Desde mi complejo sudamericano de inferioridad, aventuro que los chinos —o los rusos o los yanquis todopoderosos— ya tienen la tecnología de la inmortalidad al alcance de la mano. Podrían insertar un chip en la cabeza de alguien (eso ya lo hicieron) y descargar toda la información de un cerebro en pocos minutos y almacenarla. Con inteligencia artificial podrían emular la forma de pensar de esa persona, e incluso podrían simular olvidos y recuerdos al azar, enojos, estados de ánimo, toda una personalidad, y hasta podrían dejarlo equivocarse, para hacerlo aún más parecido al humano promedio. Luego habría que armar una estructura ósea y órganos vitales con material bio-metálico, algo parecido a un clon. La batería atómica le daría bastante autonomía a este ser humano híbrido.
La tecnología para eso está a un paso. Faltaría agregarle la conciencia del individuo, traspasarle un yo. Para que sea un él y no un clon. Un tema no menor, pero la búsqueda siempre encuentra cuando la voluntad es enorme y los recursos son ilimitados. Es cuestión de poco tiempo.

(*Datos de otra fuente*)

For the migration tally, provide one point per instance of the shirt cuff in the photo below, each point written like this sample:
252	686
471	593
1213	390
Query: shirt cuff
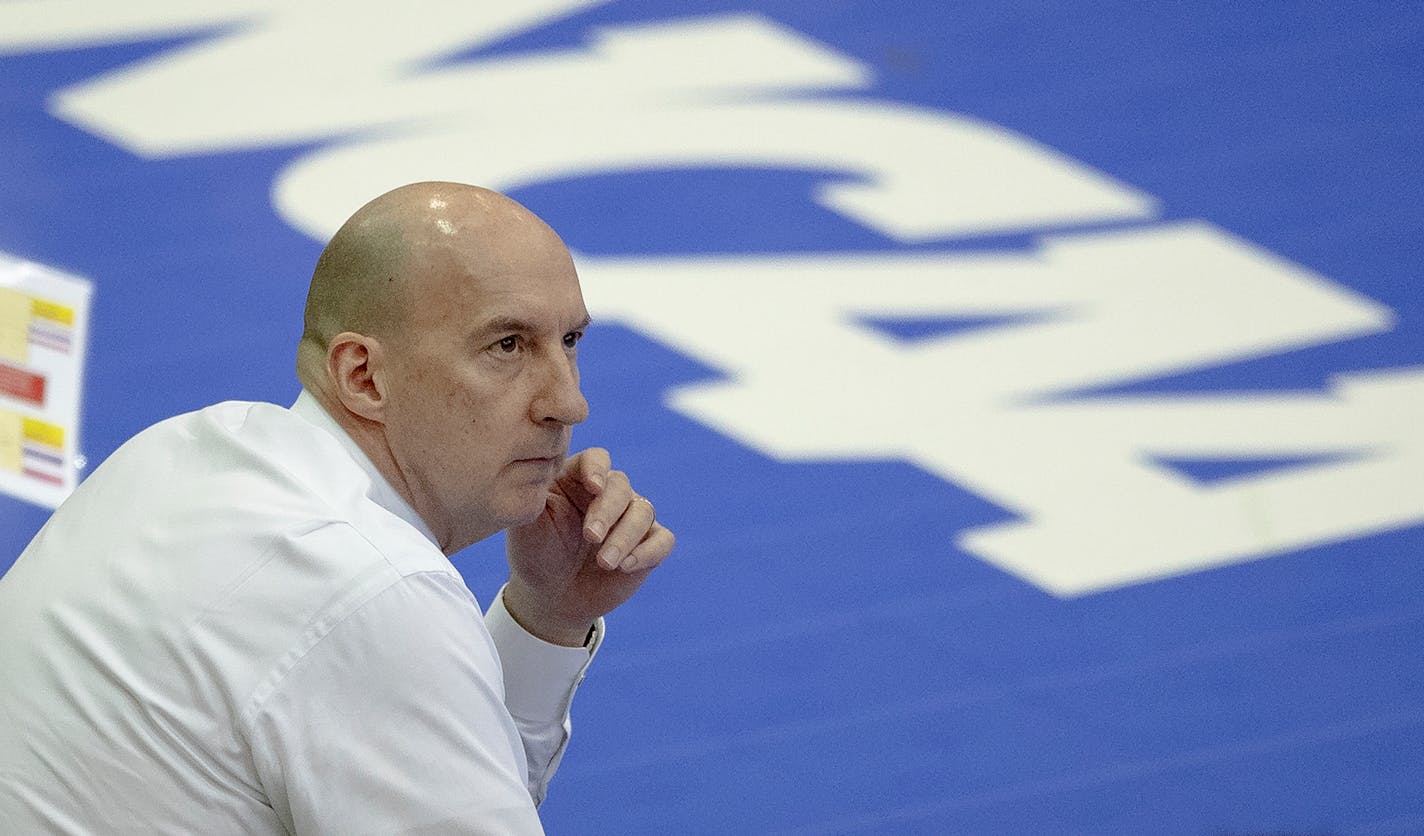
540	678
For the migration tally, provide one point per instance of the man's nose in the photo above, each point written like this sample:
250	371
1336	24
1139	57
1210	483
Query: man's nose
560	399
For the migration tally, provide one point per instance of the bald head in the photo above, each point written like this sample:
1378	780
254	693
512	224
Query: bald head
370	269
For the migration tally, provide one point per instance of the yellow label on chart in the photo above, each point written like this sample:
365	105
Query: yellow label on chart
53	311
43	432
16	309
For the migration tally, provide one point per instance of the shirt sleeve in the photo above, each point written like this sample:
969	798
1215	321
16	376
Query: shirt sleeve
540	681
395	719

Año 2928: el hombre Equis se mira en el espejo virtual que proyecta su retina. Admira con devoción su cuerpo atlético, torneado —literalmente esculpido— hecho de huesos de titanio, de carne humana sintética recubierta de piel natural que se regenera para no perder tersura. No está mal, piensa, para ser un hombre de 957 años. Sabe que la batería atómica de novena generación ahora tiene una vida útil ilimitada. El último mantenimiento al chip de su cabeza fue todo un éxito: se limpiaron pensamientos rumiantes y sentimientos de culpa, se borraron momentos dolorosos y se vació la memoria de imágenes duplicadas. Se crearon recuerdos agradables e incluso anécdotas no vividas y acciones nobles no realizadas por él. Se borraron de la memoria los libros ya leídos para que pueda leer de nuevo a Borges como si fuera la primera vez. Le implantaron un sistema límbico que funciona en paralelo para manejar sus inversiones y sus negocios en red, sin estorbar otros pensamientos. Pero lo más importante, lo que más le importa a él, es que su implante peneano es sorprendente. Lo siente vívido, real, aunque irreal también, y eso le entusiasma.
El hombre Equis vive en Marte. La vida suntuosa en la Tierra está arruinada hace siglos y desde allí monitorea sus rebaños de personas en pantallas virtuales. Desde su panóptico en el planeta rojo administra sus granjas de órganos para hacerse trasplantes cuando algo falle. Se entretiene todas las mañanas especulando con su viejo berretín de hacer subir o bajar las variables económicas que alimentan la desigualdad social y se divierte con eso. Observa las crisis cíclicas de los terrícolas cuando intentan en vano torcer el rumbo de su destino. Se ríe con las guerras. Ha conseguido no aburrirse.
Si es que todavía no ocurrió, Dios será desbancado por el hombre. El hombre Equis y sus socios serán los dioses del Olimpo. Es más, en el siglo XXII van a llamar El Olimpo a la primera ciudad de Marte, una profecía auto cumplida. En El Olimpo solo van a estar diez o doce semidioses eternos con poder ilimitado. Y sus sirvientes, claro, que mantienen todo su bienestar operativo. En el cenáculo de los poderosos van a estar atentos a sus trifulcas internas, midiéndose el ego, decapitando a los esbirros de sus enemigos, esquivando trampas, mintiendo, escondiendo sus muertes y resurrecciones para ver quién prevalece sobre quién, creando una nueva mitología de dioses paganos. Y aquí abajo habrá un planeta jardín dividido en regiones donde los dioses del Olimpo jugarán a hacer civilizaciones para luego destruirlas. Y nos dejarán el fútbol, las redes sociales y los celulares, la creencia de que somos inteligentes y la ilusión del libre albedrío, la capacidad de creación literaria, la música y la banalidad poética.